Le témoignage de Pierre, cuisinier, licencié d’un Ehpad privé

« Il y a un peu plus de trente ans, j’ai répondu à une offre d’emploi postée par une maison de retraite “haut de gamme” qui pouvait héberger cinquante-cinq personnes âgées, pour un poste de cuisinier. L’annonce stipulait “service à l’assiette”. […] Ce poste était pour moi et je l’ai eu. Cet établissement était à la mesure de ses ambitions et de sa dénomination “haut de gamme”. Billard dans le salon, petit bar où les pensionnaires pouvaient se retrouver, cet endroit était pour eux, une source de bien-être et de convivialité. Il faut dire qu’il y a vingt-cinq ans, les personnes âgées qui y séjournaient étaient moins âgées et moins dépendantes que celles qui y vivent actuellement. Avec mon équipe de cuistots nous travaillions avec les boucheries locales pour nourrir nos cinquante-cinq protégés et évidemment la qualité de nos achats était excellente, à des prix abordables car les bouchers voyaient en nous un client pérenne aux commandes abondantes.
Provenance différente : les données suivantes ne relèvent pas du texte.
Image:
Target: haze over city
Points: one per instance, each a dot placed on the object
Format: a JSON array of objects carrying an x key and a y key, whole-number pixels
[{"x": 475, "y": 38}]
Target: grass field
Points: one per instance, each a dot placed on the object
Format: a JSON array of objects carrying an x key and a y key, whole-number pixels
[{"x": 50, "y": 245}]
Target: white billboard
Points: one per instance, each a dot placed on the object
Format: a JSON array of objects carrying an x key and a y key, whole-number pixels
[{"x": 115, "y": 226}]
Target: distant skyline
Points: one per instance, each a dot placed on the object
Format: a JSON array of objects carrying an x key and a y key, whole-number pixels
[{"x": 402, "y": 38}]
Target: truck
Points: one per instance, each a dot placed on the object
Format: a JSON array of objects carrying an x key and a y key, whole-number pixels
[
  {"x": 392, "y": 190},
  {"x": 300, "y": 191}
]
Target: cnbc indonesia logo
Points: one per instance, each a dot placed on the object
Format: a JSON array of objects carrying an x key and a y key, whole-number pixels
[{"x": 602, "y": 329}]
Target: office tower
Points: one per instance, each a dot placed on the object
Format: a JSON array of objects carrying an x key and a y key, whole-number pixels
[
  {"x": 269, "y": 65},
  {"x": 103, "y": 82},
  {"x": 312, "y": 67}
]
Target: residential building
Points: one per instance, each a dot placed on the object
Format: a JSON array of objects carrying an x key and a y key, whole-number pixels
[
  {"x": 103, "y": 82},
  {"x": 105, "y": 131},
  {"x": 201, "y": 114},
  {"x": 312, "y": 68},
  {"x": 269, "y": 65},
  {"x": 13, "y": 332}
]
Au bout de quelques années notre établissement s’est agrandi de trente chambres supplémentaires et notre nouveau patron, un autre groupe, a pris la relève. Et là les choses ont commencé à se compliquer. Fini les boucheries et les boulangeries locales, nos achats devaient être faits sur une plateforme avec des produits nettement moins gouleyants et surtout moins chers. Un dispositif de barème de qualité très administré est venu rejoindre nos cuisines […] Mais bon, nous avions aussi des formations très intéressantes qui concernaient directement nos résidents, comme celle qui nous apprenait, à partir d’un mucilage fait à base d’algues, à concocter des petits plats très protéinés qui fondent dans la bouche pour nourrir agréablement les personnes qui avaient des problèmes de déglutition. Malgré les restrictions, nous arrivions encore à gérer de façon assez autonome notre cuisine. […]
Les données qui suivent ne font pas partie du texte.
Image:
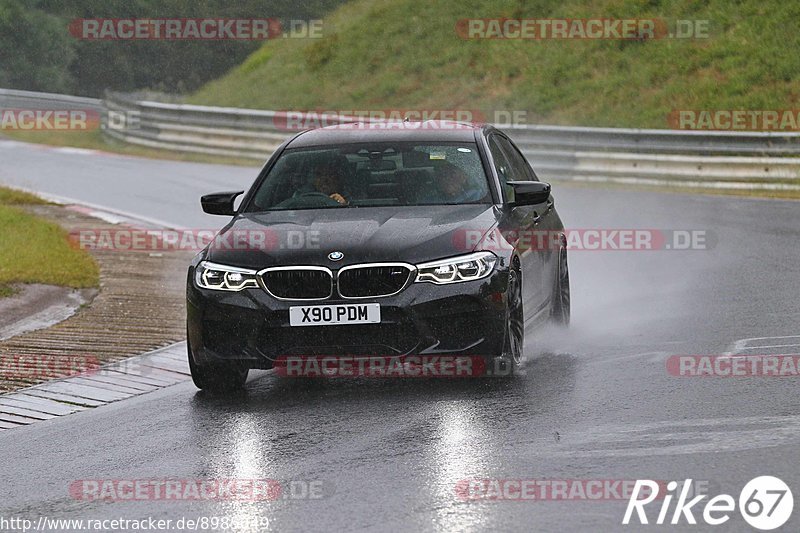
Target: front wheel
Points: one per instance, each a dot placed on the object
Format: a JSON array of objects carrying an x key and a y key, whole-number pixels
[
  {"x": 510, "y": 360},
  {"x": 218, "y": 377},
  {"x": 561, "y": 308}
]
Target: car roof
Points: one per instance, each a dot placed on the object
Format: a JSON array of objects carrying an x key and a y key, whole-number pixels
[{"x": 368, "y": 132}]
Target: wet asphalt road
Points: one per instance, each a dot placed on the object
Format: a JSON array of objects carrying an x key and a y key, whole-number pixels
[{"x": 595, "y": 403}]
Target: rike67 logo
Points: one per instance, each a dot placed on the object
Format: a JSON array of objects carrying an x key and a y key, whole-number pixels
[{"x": 765, "y": 503}]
Mais le boum des Ehpad privés et lucratifs a commencé à battre son plein avec des groupes de plus en plus gros et de plus en plus voraces, et notre maison de retraite s’est fait manger par l’un d’entre eux ! Fini les velléités de faire tourner la cuisine avec toutes formes de créativité ou d’initiatives personnelles ! La règle formatée a remplacé mon commis de cuisine. L’enveloppe de quatre repas journaliers pour les résidents a été fixée à une somme de 4,95 euros ! Nos achats ont continué à se faire sur des plateformes mais avec des négociations tellement serrées que les produits sont devenus d’une qualité gustative et nutritionnelle déplorable. Plus de formations ciblant la nutrition du troisième âge, car elles empiétaient sur le budget de l’infirmière, et surtout des restrictions à tous les étages et particulièrement à ceux de nos résidents. Un fruit, c’est un fruit : soit une clémentine soit une banane, pas les deux, idem avec le fromage ou les biscuits et tout le reste, d’ailleurs. Quant à la préparation des plats, le lait faisait office de crème fraîche et, de la même façon, toute recette se réinventait avec un ersatz du produit initial, qui était goûteux mais aussi plus coûteux. Je n’ai jamais pu me résoudre à cuisiner de la sorte, les audits faisaient de nous une des meilleures cuisines du groupe, mais cette valorisation de notre compétence avait moins d’importance que notre insubordination : nous ne voulions pas nous plier à des restrictions insupportables pour ces vieilles personnes. J’ai incité d’autres cuisiniers à ne pas plier. 
Mais la direction a fini par avoir raison de moi et j’ai été licencié.